Novartis announces EU approval of Gilenya® (fingolimod), the first licensed oral treatment for paediatric MS
· Children and young people diagnosed with MS typically relapse two-to-three times more frequently than adults, causing increased symptom severity1
· Paediatric MS has been shown to affect children and young people’s performance at school, family relationships and ability to participate in everyday routines2
· Recently published data show treatment with Gilenya® (fingolimod) led to significant decrease in key measures of disease activity3
Frimley, November 29, 2018 – Novartis today announced that the European Medicines Agency (EMA) has approved Gilenya® (fingolimod) for the treatment of children and adolescents 10 to 17 years old with relapsing-remitting forms of multiple sclerosis (RRMS). The European market authorization makes Gilenya the first and only licensed oral disease-modifying treatment for children and adolescents.
MS is currently the leading cause of non-traumatic neurological disability in young people in Europe4, and it’s thought that approximately 3% to 5% of MS patients experience disease onset before they reach the age of 185. Children and young people diagnosed with the condition typically have two-to-three times more frequent disease relapses than the adult population1, often leading to a more severe prognosis and earlier irreversible disability compared to adult-onset MS1. Symptoms include impaired mobility, poor vision, unsteadiness, fatigue and dizziness6.
Approximately 30% of young people with MS experience severe cognitive impairment, which has been linked to lowered academic performance in school, and often impacts relationships with family and friends7,8. In addition, it is thought that half of children diagnosed as living with the condition will show signs of depression within two years of disease onset 9.
“Frequent relapses and symptoms can prevent children and young people from participating fully in normal day-to-day activities and education, and the unpredictable nature of paediatric MS can often leave them feeling isolated and anxious.” said Dr.

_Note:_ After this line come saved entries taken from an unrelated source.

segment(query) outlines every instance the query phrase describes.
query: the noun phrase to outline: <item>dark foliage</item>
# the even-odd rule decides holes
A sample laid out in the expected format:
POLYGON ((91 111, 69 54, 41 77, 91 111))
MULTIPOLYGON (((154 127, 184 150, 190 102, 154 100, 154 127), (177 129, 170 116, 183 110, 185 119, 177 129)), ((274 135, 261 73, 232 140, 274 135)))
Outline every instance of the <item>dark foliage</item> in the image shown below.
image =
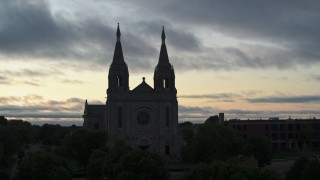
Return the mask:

Cheryl Hemingway, Consultant Paediatric Neurologist leading the Neuroinflammation Service at Great Ormond Street Hospital, London and Chief Investigator for the PARADIGMS trial in the UK. “We hope that the landmark milestone of the first approved oral therapy for children and young people heralds a new era of treatment for these patients.”
The application for license was supported by the PARADIGMS Phase III study, published in the New England Journal of Medicine (NEJM) in September 20183. The study compared Gilenya with interferon beta-1a (the current injectable standard of care for this group), and demonstrated that Gilenya significantly delayed the time to first relapse and reduced relapse rates by 82%3.
“Our work to bring Gilenya to the paediatric MS population demonstrates Novartis’ commitment to reimagining care for all people living with neurological conditions, regardless of their age or severity of disease progression,” said Dr Mark Toms, Chief Scientific Officer at Novartis Pharmaceuticals UK. “Our mission is to change the course of MS, and we are delighted that this approval brings us one step closer to building a better future for people living with the condition here in the UK.”
Novartis is working closely with all stakeholders to ensure eligible children and young adults with MS in the UK can benefit from this treatment as quickly as possible. In the EU, Gilenya is approved for adult patients with highly-active relapsing-remitting MS (RRMS) defined as either high disease activity despite treatment with at least one DMT, or rapidly-evolving severe RRMS10.